Un navire, affrété par la Croix-Rouge française, a réussi à livrer mercredi 6 avril dans la journée, 102 tonnes de matériel humanitaire au Croissant-Rouge libyen dans le port de Misrata.

Cette mission, menée avec le soutien de la Croix-Rouge maltaise, permet de fournir à 20.000 personnes, pour une durée d’un mois : médicaments (malles Tulipe), denrées alimentaires de première nécessité (pâtes, riz, huile, sucre, farine,…) et kits d’hygiène.

L’ensemble de la cargaison a été remis aux mains des responsables du Croissant-Rouge libyen de Misrata qui prendra en charge la distribution auprès de la population de la ville.

Interview d'Antoine Peigney, directeur des relations et opérations internationales à la Croix-Rouge française

Antoine Peigney, vous rentrez de Misrata où vous avez livré du matériel humanitaire au Croissant-Rouge libyen, quelle est la situation sur place ?

AP : Misrata est une ville en guerre. La première chose qui frappe est le nombre de personnes déplacées refugiées en attendant d’être évacuées, égyptiens, ghanéens, tchadiens entre autres, pris au piège de ce conflit interne.La deuxième chose est l’organisation de défense des insurgés qui tiennent la moitié de la ville et leur détermination à continuer de se batte. De nombreux check-points ponctuent les déplacements dans la ville. Les bombardements se font plus proches à mesure que l’on progresse vers le centre ville.

Pour beaucoup, c’est une situation de survie. Le comité de secours et le Croissant-Rouge libyen distribuent l’aide le mieux qu’ils peuvent. Les soins sont dispensés à travers des cliniques reconverties en hôpital de campagne. Nous avons visité deux centres, un qui traite les blessés et fait la régulation avant de les adresser au second, tenu par le Croissant-Rouge libyen qui pratique de nombreuses opérations chirurgicales. Les médecins donnent une impression de calme et les soins sont apportés avec beaucoup d’attention par les médecins libyens et des infirmières philippines. Nous avons pu constater le professionnalisme et l’attention avec lesquels les blessés sont traités y compris les soldats gouvernementaux.

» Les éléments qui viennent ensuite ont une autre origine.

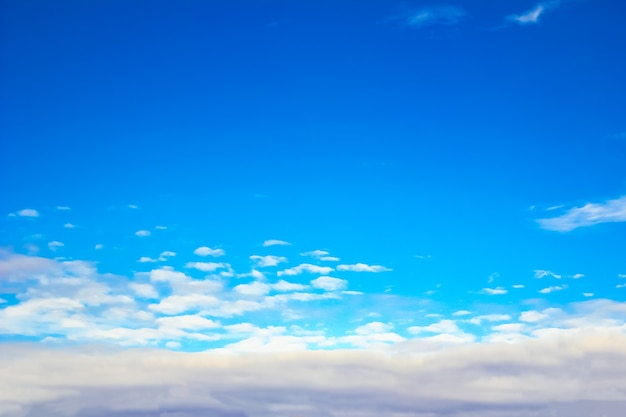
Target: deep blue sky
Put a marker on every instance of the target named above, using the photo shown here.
(428, 138)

Quelle a été votre mission à Misrata ?

AP : Elle consistait à apporter, avec le concours de la Croix-Rouge maltaise, de l’aide humanitaire médicale, alimentaire et d’hygiène ainsi que de l’eau pour la confier au Croissant-Rouge libyen qui nous en avait fait la demande précisant que Misrata était une priorité absolue en matière d’aide humanitaire.

Nous avons affrété un navire, le Saint-Antoine Marie II qui est parti du port de Sète en fin de semaine dernière. Après une escale à Malte, nous avons pu faire route dans la nuit de mardi à mercredi vers Misrata et délivrer l’ensemble de la cargaison au Croissant-Rouge libyen.Au moment où nous partions nous avons été saisis par une demande des autorités espagnoles à Paris d’évacuer une famille espagnole de Misrata. Nous avons donc pris en charge ces 8 personnes pour les accompagner jusqu’à Malte où elles ont été accueillies par Madame l’ambassadrice d’Espagne à La Valette.

Quelles difficultés avez vous rencontrées ?

AP : Finalement, la plus grande a été de faire assurer le navire pour l’amener jusqu’à son point de destination. Les autres difficultés font partie de notre métier et nous en connaissons les contours : ce sont les questions de frêt, de constitution de l’équipe et aussi les règles de sécurité à respecter, mais cela fait partie de notre quotidien d’action humanitaire.

Comment expliquez vous l’absence d’humanitaires dans cette ville ?

AP : Je pense que c’est en partie lié aux risques. Misrata est une zone enclavée ou les combats ont été très violents ces derniers jours et sans doute les humanitaires n’ont pas pu ou pas voulu prendre ce risque, ou n’ont pas encore eu le temps de mener a bien une action qu’ils sont en train de préparer.

La discrétion dans la préparation de ce type d’opération est une condition de la réussite ?

AP : On a toujours le choix ; soit de l’annoncer afin que l’aide s’achemine conformément aux conventions de Genève avec l’accord des parties au conflit ; mais on doit être pragmatique et considérer dans certains cas que la discrétion est le meilleur gage de réussite pour éviter toute publicité d’autant plus que toutes les conditions de la réussite ne sont pas forcément réunies dès le départ.

Vous préparez une deuxième mission ?

AP : A l’heure où je vous parle cette décision n’est pas prise. Mais le plus important est de savoir que le Mouvement Croix-Rouge a déjà engagé d’autres initiatives dans ce sens. Il est certain que la Croix-Rouge française restera associée de près ou de loin à ces initiatives et voudra le rester.